4. Advocating for an FBI investigation into allegations of favoritism, lack of action, and campaign promises.
5. Supporting initiatives for reparations for railways built by slaves and advocating for affordable housing solutions, such as the establishment of a housing task force.
Overall, the City Council meeting in Cincinnati addressed a range of significant topics that reflect the concerns and priorities of the community. The meeting highlighted the need for police reform, accountability, and transparency, as well as the importance of addressing issues related to crime, fines, and housing. The recognition and appreciation for the heroic efforts of the fire department emphasized the importance of community cooperation and support for public services. Citizens can play an active role by engaging in discussions, advocating for change, and holding the council accountable for addressing these issues.
Out of curiosity I wanted to see how GPT4 would work with this chain. Here’s the output from it for comparison (it took NN minutes):
The City Council meeting in Cincinnati, led by Mayor Pureval, was a whirlwind of impassioned debate, thought-provoking discussion, and heartening recognition. The council tackled a broad spectrum of topics, with a particular emphasis on police reform, housing issues, fiscal responsibility, community appreciation, and public engagement.
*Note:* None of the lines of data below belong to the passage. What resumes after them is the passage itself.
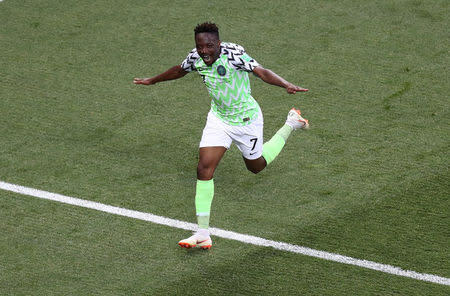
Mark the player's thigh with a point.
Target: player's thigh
(215, 133)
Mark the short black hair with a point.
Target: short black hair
(207, 28)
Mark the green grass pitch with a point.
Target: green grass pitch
(369, 180)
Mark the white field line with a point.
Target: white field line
(248, 239)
One of the most prominent topics was police reform and citizens' safety. Vocal advocates, including speaker Kelly Prather, called for federal police reform legislation and raised concerns about potential corruption within the local government. William Jackson suggested extending public speaking time and improving the handling of digital evidence. Citizens can play a vital role in holding the council accountable for addressing these reform issues, ensuring safety, and improving transparency.
Housing was another key issue, with concerns raised about alleged predatory practices by landlords and the need for a housing task force to enforce Ohio tenant laws. The council's commitment to addressing these pressing issues can be ensured by citizens demanding greater transparency and accountability.
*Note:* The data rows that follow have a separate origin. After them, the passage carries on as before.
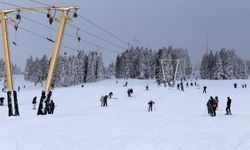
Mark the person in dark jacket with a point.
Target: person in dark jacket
(52, 107)
(147, 87)
(110, 95)
(210, 106)
(105, 101)
(178, 86)
(150, 105)
(34, 102)
(235, 85)
(1, 101)
(204, 89)
(228, 108)
(129, 93)
(214, 106)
The city's fiscal management also came under scrutiny. Derrick Blassingame urged the council to be more financially responsible in addressing the city's budget deficit, and concerns were raised about the misappropriation of budgets and the sale of city assets. Here, citizens can demand more responsibility and transparency in the city's fiscal management, particularly in asset sales and budget allocation.
The council also took time to recognize the heroic efforts of the Cincinnati Fire Department in tackling a massive seven-alarm fire in Camp Washington. A resolution was passed commending the firefighters' dedication and service, and citizens can show their appreciation by contributing to fire safety education and prevention programs.
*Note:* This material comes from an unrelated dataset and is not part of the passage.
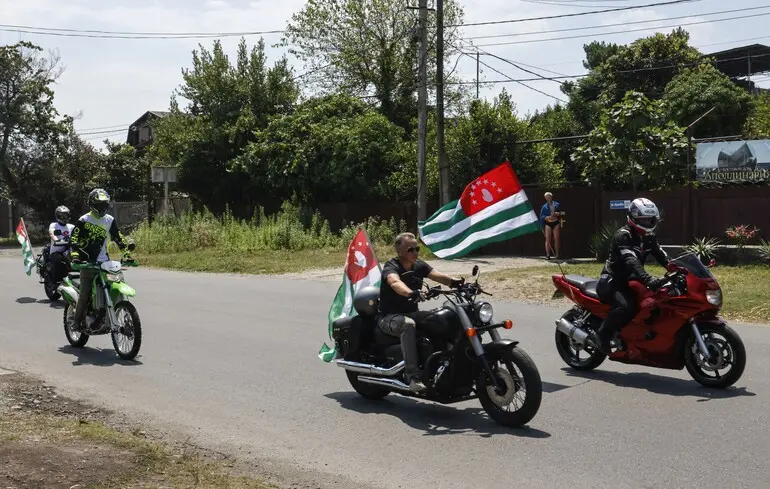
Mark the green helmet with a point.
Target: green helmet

The meeting concluded with the council celebrating Women's History Month by honoring several local women for their contributions to the city, including Tina Stoeberl and Melissa Autry. The community can celebrate and support the achievements of these local women by encouraging more representation and recognition of women in the city's history and future.
The council approved several actionable items, notably a $26 million Water Supply Revolving Loan for replacing aging water mains and a $35 million loan for lead pipe replacement, ensuring the city's water infrastructure remains current and safe. They also approved a $1.698 million project for Findlay Recreation Area, which will require public vigilance for timely and quality completion. Lastly, the council discussed a strategic alignment report related to an opioid settlement, which will determine the allocation of settlement funds over the next 18 years - a matter that citizens must follow closely.
The meeting was a testament to the council's commitment to promoting a vibrant, inclusive, and sustainable Cincinnati. With a clear focus on community development, fiscal responsibility, and inclusivity, the council continues to shape the city's future through its decisions and actions.
Some things to think about next:
- How best to optimize the chunk size in the
text_splitter
for speed - Is GPT4 worth the increased cost and time?
- Why aren’t the bullets coming through in GPT4?